Releases: datacoon/undatum
Releases · datacoon/undatum
Release 1.0.14
Added JSON to JSON lines conversion
Fixed #19 missing xmltodict dependency
Release 1.0.12
Changes:
- Added command "analyze" it provides human-readable information about data files: CSV, BSON, JSON lines, JSON, XML. Detects encoding, delimiters, type of files, fields with objects for JSON and XML files. Doesn't support Gzipped, ZIPped and other compressed files yet.

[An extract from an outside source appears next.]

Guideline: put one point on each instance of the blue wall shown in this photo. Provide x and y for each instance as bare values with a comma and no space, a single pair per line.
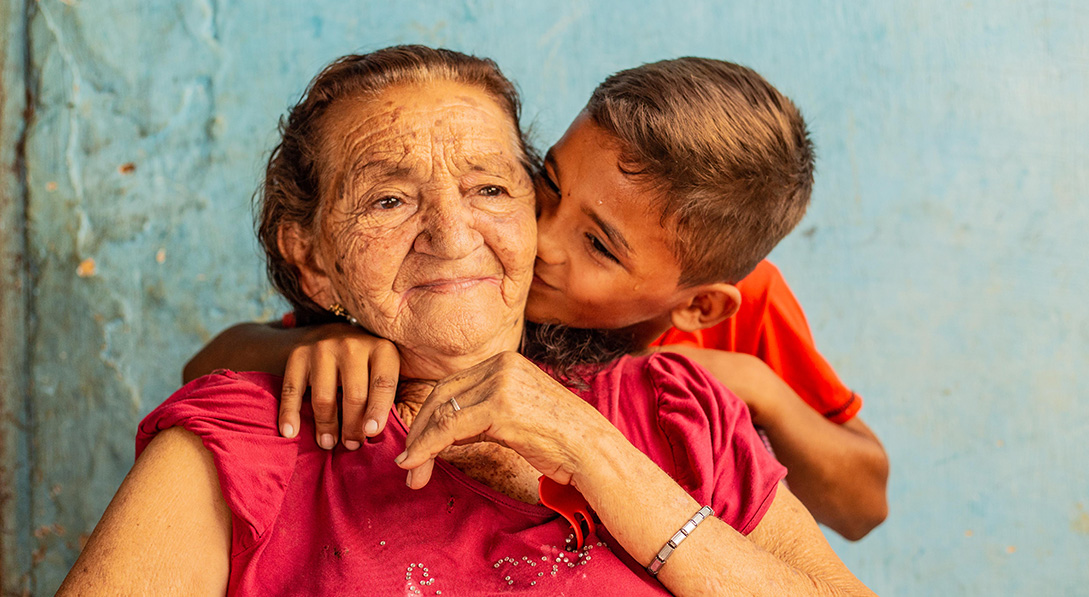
943,264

- Updated setup.py and requirements.txt to require certain versions of libs and Python 3.8
Analyze command is very helpful working with JSON and XML files. Next step is to update convert command and re-use analyze code. Convert command should support small XML files to process them without SAX parser, using xmltodict instead and automatically detected list tags and convert command should support JSON files, with detection of JSON file type.
Release 1.0.10
- Added encoding and delimiter detection for commands: uniq, select, frequency and headers. Completely rewrote these functions. If options for encoding and delimiter set, they override detected. If not set, detected delimiter and encoding used.
- Added support of .parquet files to convert to. It's done in a simpliest way using pandas "to_parquet" function.
- Added support for CSV and BSON files for "stats" command